My own father—as the opening anecdote of the post perhaps reveals—is in no way a Barthelmean father. But I have had the same negative experiences as others with the bureaucratic father-surrogates. They are unavoidable in complex society, where we have all traded in some of our natural freedom for the protection from external dangers that the state claims to afford. One tolerates some of the arbitrariness and absurdity of school as a young person, however, only on the implicit promise that one will some day be relieved of duty—but this then makes it all the more galling when one finds oneself dragged back into the hated establishment and re-infantilized all over again.
That is the process that leads to the conviction that it is all wrong. "I did this already," I cry, with Barthelme's protagonist: "Why do I have to do it all over again?"
Why do it, then? Why choose to go back (for it is, I have to admit, a choice in my case, unlike how it goes for the characters in "Miss Mandible" and "The Sergeant," who are assigned to infantile or infantry duty without their consent)? For the same reason that Barthelme's protagonist in "Me and Miss Mandible" starts to actually like the school experience and its arbitrariness, given enough time, and eventually stops protesting. It is because being re-infantilized offers a second chance to get it right this time. It is looking back over that photo reel, finding the image at age 11 or 12 before it all went to seed, and returning to that spot and intervening to make it go right this time.

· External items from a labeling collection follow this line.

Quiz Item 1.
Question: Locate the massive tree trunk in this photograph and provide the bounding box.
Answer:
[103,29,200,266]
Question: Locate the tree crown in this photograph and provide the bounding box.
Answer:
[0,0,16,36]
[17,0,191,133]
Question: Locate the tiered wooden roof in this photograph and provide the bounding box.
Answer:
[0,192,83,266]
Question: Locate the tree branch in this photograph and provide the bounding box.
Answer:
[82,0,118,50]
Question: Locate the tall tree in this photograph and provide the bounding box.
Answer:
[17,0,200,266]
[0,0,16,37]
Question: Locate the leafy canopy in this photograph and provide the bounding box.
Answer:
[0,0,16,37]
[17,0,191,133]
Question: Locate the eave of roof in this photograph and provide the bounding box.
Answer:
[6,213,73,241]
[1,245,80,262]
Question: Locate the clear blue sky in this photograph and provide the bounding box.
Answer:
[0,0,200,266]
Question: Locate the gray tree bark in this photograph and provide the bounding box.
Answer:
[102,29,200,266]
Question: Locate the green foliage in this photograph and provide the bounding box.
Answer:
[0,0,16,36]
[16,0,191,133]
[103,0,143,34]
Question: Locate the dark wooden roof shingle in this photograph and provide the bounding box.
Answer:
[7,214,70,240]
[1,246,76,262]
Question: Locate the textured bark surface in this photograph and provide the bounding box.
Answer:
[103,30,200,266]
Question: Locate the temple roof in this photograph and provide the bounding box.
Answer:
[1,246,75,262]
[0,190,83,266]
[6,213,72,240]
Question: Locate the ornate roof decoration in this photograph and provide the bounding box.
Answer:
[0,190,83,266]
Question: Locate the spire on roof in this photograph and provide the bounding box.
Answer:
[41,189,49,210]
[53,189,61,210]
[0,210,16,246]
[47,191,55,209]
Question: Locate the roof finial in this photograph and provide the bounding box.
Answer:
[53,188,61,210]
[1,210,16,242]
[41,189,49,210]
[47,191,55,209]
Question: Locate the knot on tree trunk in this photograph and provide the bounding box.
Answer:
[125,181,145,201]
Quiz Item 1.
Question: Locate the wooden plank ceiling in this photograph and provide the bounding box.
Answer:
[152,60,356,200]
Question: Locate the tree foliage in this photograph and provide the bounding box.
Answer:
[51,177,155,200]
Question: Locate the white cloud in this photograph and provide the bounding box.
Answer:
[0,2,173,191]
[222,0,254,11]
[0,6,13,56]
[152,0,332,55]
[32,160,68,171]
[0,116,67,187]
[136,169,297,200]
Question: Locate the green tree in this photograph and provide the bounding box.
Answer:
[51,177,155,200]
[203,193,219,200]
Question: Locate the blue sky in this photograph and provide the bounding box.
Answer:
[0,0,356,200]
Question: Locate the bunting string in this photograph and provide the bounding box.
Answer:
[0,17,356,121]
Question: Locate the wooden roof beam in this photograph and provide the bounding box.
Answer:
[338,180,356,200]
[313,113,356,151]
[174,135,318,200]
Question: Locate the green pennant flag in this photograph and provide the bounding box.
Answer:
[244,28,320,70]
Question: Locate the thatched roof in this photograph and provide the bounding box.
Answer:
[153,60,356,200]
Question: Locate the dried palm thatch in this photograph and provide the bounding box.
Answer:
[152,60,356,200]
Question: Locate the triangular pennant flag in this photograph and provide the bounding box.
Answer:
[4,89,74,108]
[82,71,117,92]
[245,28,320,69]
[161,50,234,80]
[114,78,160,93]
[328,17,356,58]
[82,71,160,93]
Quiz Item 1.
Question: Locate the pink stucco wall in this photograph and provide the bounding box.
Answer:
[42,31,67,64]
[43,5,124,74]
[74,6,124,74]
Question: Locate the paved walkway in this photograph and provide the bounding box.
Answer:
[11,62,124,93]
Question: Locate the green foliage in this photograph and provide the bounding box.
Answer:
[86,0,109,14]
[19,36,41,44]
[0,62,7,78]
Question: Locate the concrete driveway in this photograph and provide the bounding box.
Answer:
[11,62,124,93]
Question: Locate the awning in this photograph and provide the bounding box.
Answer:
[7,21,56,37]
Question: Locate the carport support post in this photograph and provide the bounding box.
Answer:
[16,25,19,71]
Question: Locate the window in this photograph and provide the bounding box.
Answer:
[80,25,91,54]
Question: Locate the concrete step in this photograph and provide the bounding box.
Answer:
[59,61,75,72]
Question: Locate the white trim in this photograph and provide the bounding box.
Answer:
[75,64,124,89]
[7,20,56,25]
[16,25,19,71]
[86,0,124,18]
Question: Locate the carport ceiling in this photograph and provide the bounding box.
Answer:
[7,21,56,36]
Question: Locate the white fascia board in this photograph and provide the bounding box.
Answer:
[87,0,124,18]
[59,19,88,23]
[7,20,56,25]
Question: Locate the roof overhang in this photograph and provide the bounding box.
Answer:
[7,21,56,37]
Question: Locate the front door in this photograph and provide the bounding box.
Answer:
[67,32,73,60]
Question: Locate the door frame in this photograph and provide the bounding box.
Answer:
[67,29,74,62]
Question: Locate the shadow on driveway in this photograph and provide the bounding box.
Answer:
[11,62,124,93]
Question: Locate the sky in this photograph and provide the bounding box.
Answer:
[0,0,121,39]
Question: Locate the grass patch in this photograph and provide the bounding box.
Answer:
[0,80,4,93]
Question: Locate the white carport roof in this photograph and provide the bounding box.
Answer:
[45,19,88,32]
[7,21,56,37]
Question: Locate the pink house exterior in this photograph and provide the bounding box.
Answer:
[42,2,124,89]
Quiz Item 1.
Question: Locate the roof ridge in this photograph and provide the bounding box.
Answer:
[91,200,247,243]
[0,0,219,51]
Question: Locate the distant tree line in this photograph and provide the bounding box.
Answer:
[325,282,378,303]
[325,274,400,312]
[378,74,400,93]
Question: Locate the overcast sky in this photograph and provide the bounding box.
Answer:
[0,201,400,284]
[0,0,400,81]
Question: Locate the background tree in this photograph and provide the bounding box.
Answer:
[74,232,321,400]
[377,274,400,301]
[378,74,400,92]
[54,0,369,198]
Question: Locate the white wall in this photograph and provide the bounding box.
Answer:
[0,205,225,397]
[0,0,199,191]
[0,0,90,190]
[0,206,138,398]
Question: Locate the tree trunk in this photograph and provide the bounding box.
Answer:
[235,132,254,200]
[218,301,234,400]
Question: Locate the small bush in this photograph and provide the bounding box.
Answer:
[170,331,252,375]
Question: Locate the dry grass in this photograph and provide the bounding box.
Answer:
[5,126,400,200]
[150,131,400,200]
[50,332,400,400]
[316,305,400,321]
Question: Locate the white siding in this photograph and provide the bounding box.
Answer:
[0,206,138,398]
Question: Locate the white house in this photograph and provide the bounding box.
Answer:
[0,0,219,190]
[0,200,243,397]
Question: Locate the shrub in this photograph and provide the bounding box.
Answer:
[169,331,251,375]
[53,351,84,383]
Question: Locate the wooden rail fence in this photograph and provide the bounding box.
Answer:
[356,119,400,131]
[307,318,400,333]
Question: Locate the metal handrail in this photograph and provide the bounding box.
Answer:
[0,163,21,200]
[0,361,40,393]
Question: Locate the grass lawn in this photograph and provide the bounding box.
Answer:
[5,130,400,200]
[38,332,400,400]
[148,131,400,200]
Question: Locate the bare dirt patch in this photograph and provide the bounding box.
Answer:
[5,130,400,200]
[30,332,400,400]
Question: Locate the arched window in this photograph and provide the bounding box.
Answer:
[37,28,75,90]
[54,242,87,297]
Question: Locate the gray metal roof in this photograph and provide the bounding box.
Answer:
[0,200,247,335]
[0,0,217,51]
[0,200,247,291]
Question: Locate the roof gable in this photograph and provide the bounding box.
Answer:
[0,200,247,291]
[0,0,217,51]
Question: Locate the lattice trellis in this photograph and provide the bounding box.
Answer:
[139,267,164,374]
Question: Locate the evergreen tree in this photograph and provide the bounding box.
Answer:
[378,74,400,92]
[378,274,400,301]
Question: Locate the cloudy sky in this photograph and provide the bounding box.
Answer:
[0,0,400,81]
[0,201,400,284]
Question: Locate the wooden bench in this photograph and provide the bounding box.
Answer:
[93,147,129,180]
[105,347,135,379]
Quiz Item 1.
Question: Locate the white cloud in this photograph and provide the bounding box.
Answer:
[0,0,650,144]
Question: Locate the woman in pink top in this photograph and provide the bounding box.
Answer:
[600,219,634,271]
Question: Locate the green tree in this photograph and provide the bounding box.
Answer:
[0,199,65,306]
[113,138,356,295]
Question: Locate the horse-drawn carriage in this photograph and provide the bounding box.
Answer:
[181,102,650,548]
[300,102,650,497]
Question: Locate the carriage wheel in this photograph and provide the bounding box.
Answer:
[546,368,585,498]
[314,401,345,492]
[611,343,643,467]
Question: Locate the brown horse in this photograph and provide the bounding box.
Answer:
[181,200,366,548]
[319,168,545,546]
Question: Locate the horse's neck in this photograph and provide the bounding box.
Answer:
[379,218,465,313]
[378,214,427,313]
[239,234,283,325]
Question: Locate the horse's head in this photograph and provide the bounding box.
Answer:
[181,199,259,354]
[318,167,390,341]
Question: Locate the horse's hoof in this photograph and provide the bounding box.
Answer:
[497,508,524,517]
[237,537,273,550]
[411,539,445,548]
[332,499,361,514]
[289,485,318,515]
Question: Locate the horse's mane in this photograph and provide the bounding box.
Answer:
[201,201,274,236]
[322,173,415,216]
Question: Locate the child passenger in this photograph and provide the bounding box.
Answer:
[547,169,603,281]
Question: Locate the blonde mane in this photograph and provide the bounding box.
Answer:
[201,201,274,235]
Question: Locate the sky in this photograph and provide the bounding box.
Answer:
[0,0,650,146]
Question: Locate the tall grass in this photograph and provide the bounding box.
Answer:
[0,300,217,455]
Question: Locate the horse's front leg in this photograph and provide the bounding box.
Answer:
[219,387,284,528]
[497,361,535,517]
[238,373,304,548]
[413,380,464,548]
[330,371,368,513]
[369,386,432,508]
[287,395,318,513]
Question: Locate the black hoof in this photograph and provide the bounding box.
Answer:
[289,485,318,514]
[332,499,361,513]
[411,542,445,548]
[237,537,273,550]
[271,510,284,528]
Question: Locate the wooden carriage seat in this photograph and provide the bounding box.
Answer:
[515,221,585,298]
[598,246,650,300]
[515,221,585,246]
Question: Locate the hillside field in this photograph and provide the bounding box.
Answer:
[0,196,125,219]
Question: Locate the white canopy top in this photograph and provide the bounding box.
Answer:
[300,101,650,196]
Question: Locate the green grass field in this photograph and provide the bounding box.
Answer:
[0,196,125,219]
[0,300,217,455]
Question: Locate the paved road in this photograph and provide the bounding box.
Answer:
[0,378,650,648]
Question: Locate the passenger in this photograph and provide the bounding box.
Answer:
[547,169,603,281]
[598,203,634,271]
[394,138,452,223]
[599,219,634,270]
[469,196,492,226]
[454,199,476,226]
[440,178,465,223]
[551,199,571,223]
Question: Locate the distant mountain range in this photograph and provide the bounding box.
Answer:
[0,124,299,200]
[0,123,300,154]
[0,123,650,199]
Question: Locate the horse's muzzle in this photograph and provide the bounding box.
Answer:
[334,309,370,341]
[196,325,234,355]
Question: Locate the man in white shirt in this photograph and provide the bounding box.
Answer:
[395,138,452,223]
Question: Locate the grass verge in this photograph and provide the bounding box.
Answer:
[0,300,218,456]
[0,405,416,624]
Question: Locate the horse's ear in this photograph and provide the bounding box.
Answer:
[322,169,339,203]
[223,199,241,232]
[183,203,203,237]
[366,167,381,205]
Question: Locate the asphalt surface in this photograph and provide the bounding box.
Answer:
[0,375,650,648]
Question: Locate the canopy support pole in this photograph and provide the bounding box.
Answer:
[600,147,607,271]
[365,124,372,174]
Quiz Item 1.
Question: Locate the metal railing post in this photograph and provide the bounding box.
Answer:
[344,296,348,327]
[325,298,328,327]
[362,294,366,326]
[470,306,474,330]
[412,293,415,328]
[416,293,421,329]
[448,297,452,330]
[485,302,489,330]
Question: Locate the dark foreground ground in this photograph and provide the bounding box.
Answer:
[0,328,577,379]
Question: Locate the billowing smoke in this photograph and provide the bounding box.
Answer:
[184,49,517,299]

Give me another crack at it, please!
Reviewing his own mistakes and missteps in adult life—all the places where he went wrong—Barthelme's protagonist adds: "Small wonder that re-education seemed my only hope. It is clear even to me that I need reworking in some fundamental way. How efficient is the society that provides thus for the salvage of its clinkers!"
And so the very sense of retrogression that makes me dread the return to the school is exactly what I was seeking. I have no right to complain. I could have just kept going along the same timeline that branched off from the earlier sequence at age 11. I chose not to. I chose to go back and see if there were other pathways still recoverable.
And it wasn't even, it has to be admitted, that the previous pathway was bad. It was really quite nice. But it became clear to me over time that it ended—like all adult pathways—in eventual death, which made it seem too like failure. And while going to law school may not solve that particular problem, it can preserve the illusion of keeping it at bay. And so the institutions are not to blame for the re-infantilizing process: it was exactly that for which I came back pleading!